Evolution Strategies at the Hyperscale
Source
- Raw Markdown: paper_evolution-strategies-at-the-hyperscale-2025.md
- PDF: paper_evolution-strategies-at-the-hyperscale-2025.pdf
- Code/project: https://eshyperscale.github.io/
- Review/context: https://arxiviq.substack.com/p/evolution-strategies-at-the-hyperscale
Core Claim
This paper introduces EGGROLL, a low-rank perturbation method that makes evolution strategies hardware-efficient enough for billion-parameter models and very large populations.
Key Contributions
- Replaces full-rank Gaussian perturbation matrices with low-rank factors, reducing auxiliary perturbation storage from
O(mn)toO(r(m+n))per matrix layer. - Uses counter-based deterministic RNG and batched low-rank adapter-style inference to avoid materializing perturbations.
- Reports up to a hundredfold speedup for billion-parameter models at large population sizes, reaching up to 91% of pure batch-inference throughput.
- Shows EGGROLL can pretrain nonlinear recurrent language models in integer datatypes, compete with GRPO for reasoning post-training, and preserve ES behavior in tabula rasa RL.
Method Notes
EGGROLL samples factors A and B, forms a rank-r perturbation AB^T / sqrt(r), and weights the perturbation by scalar fitness.
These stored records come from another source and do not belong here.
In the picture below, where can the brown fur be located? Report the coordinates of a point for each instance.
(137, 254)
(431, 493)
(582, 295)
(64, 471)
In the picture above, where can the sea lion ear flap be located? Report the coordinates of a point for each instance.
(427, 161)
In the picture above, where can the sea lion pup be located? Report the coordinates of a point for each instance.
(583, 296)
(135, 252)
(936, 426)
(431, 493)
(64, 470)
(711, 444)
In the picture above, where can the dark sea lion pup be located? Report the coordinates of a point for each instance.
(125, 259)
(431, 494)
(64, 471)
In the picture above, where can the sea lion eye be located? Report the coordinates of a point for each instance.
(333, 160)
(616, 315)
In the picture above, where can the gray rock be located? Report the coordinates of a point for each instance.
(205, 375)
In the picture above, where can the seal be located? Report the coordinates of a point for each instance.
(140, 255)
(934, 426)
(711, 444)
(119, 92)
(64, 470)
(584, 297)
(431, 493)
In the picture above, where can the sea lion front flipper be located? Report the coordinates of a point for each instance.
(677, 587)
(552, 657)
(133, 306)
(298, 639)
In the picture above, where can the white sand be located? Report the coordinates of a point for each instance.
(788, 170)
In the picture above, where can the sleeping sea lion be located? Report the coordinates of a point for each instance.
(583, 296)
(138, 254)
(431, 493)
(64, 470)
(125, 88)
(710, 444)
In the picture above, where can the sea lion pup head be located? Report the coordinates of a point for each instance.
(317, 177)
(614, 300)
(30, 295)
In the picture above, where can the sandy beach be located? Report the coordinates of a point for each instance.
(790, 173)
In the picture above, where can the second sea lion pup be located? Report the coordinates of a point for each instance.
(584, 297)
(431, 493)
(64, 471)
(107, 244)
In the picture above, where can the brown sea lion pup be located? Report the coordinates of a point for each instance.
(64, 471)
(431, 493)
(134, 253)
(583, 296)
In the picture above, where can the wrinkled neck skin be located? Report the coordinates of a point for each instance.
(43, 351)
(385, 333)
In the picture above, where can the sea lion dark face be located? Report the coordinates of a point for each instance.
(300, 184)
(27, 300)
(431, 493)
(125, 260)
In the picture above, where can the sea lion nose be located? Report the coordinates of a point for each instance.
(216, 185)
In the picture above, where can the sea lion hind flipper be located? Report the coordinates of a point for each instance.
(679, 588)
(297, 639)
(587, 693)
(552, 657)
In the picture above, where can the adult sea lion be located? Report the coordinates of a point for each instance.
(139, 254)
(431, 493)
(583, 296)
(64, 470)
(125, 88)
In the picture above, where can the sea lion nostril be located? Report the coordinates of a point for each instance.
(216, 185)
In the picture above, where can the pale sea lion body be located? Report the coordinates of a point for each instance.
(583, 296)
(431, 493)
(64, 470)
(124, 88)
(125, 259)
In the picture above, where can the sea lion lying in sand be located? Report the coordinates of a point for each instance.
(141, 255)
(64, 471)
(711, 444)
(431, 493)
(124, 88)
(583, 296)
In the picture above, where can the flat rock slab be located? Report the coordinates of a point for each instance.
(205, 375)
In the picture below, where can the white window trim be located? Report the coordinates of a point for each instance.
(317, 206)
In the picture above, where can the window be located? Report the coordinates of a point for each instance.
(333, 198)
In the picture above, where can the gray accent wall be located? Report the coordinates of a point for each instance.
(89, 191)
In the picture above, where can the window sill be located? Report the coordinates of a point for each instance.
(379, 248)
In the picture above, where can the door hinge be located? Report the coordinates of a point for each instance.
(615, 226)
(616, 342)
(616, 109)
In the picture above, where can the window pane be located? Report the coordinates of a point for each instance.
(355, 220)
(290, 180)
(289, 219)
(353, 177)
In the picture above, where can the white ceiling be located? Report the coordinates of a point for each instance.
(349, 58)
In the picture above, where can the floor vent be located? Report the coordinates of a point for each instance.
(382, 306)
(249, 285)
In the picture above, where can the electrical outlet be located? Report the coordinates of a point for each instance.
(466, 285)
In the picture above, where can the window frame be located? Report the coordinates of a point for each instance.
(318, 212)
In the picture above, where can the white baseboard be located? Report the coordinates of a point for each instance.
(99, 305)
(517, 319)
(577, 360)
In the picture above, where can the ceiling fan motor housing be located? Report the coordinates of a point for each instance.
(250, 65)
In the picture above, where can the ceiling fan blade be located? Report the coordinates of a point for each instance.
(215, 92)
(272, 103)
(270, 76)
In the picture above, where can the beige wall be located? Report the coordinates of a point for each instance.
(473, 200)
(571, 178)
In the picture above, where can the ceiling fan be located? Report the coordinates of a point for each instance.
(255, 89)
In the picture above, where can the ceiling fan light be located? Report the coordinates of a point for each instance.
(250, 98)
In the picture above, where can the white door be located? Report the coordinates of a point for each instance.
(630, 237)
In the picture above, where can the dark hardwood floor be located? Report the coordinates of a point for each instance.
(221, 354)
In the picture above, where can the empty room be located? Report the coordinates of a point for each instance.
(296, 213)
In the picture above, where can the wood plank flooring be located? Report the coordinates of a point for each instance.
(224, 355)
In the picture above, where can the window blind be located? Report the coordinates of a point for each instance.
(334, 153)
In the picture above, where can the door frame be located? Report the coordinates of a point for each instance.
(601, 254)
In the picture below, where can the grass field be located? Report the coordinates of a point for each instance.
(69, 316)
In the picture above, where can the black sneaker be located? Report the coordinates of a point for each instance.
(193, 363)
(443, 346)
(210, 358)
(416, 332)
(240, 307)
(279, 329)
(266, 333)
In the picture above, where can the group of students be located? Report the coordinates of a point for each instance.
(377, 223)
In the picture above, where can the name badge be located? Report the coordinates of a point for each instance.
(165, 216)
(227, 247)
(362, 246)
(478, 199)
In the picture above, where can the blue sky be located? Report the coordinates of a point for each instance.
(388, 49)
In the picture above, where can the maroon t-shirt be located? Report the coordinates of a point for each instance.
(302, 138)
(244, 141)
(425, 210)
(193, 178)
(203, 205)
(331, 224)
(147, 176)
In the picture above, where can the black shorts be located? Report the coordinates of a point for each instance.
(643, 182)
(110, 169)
Individual perturbations are low-rank, but the aggregate update can be full-rank when population size times rank exceeds the matrix dimension.
Evidence And Results
The paper’s most distinctive evidence is systems-level: EGGROLL improves arithmetic intensity by sharing the base matrix multiply and applying perturbations in a LoRA-like batched form. It also reports int8 recurrent LM pretraining from scratch and reasoning experiments on Countdown and GSM8K with RWKV-family models.
Alex Context
Alex marked this source as normal and none. His note highlights this as the next step after ES-at-scale work: low-rank factorization turns the simple ES idea into a more practical hyperscale implementation.
Links Into The Wiki
- Evolution Strategies
- EGGROLL
- Evolution Strategies at Scale
- Evolution Strategies as a Scalable Alternative to Reinforcement Learning
Open Questions
- Does rank-1 or very low-rank perturbation remain enough for dense Transformer LLMs beyond recurrent architectures and selected reasoning tasks?
- How should EGGROLL be compared against LoRA-style gradient updates when both use low-rank structure but optimize through different signals?
- Can integer-only or non-differentiable language-model components become a practical advantage rather than a niche demonstration?